I will use mine as an example, now I have my colonies in the garage, the garage temperature averages to about 21 to 22 degrees, ambient temperature and on the cold nights or cold days, I will plug in the heating cable and that will heat my colonies up. It is especially important that you are very attentive to your colonies. You can overheat your colony’s nests so in that regard it’s very important to have a heat gradient, in that way the ants can gauge what they do need, or how hot they need it, and when they need it.
This allows you to see if your ants like the heat or not. For example, you would remember my Meranoplus peringeuyi colony that I have, they don’t like heat so I’ll only put a little corner of the nest on the heating cable or even just the outworld and they seem to actually prefer that because when I did have it more on the cable or more on the nest they seem to have shied away from it and actually moved into the test tube which was not as warm. So, gauge your colonies like that, be attentive the first few days, and then adjust accordingly.
It is particularly important in winter to do this, especially when working with heat cables or heat mats, you do not want to cook your ants. For the smaller colonies that you might have in a test tube set up or a tub and tube setup or a small little nest, your ants will huddle together, and the ants rub against one another and cause friction and that helps heat themselves up. This helps to keep it more of a constant temperature in the nest and this is how ants live in nature.

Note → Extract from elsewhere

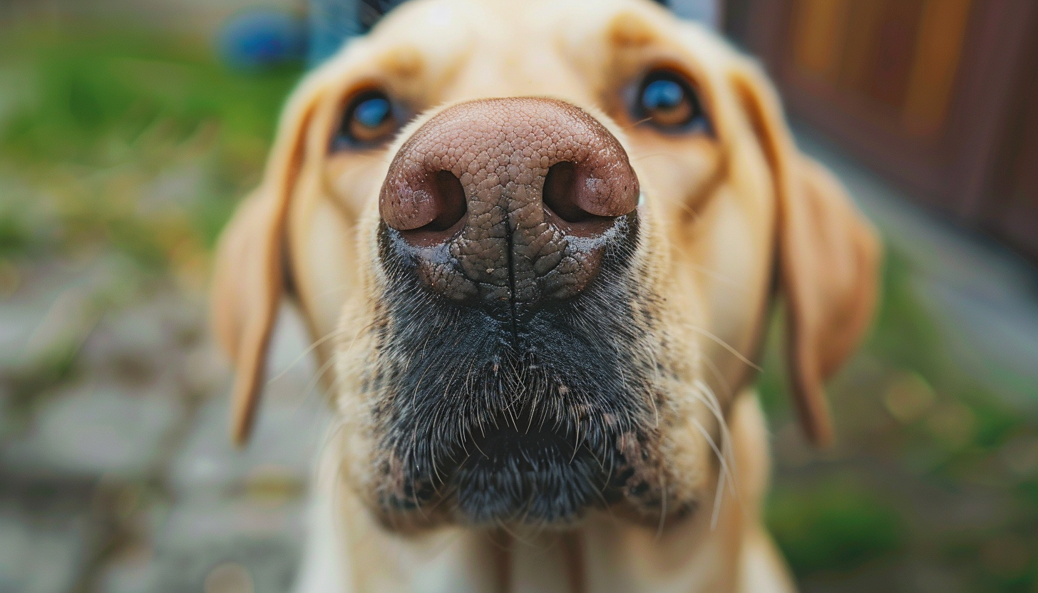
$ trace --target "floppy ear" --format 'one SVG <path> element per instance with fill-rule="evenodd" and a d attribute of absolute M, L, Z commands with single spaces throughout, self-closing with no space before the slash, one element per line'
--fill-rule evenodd
<path fill-rule="evenodd" d="M 284 292 L 285 217 L 303 163 L 315 93 L 297 93 L 283 112 L 260 188 L 238 207 L 216 248 L 211 315 L 235 368 L 231 436 L 248 441 Z"/>
<path fill-rule="evenodd" d="M 840 182 L 796 149 L 764 76 L 747 69 L 732 80 L 772 172 L 786 358 L 800 424 L 824 447 L 832 441 L 832 421 L 823 382 L 868 329 L 879 242 Z"/>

Smaller is always better. Ants in nature will know not to make so much space in the nest. Human beings tend to think bigger is better but with ants, that is not the case. That brings us to the end of this guide to winter care for Ants in South Africa. If you have done all of this, and you have got your diet, you have got your heating, you’re sure that your ants are not over-heating. If you do notice that your colonies are barely eating, that is nature taking its course.
They are still alive, do not panic yet, I’d give it a few days, about four days or so, and give another drop of honey. As the season starts getting warmer you should see more movement and their appetite will return.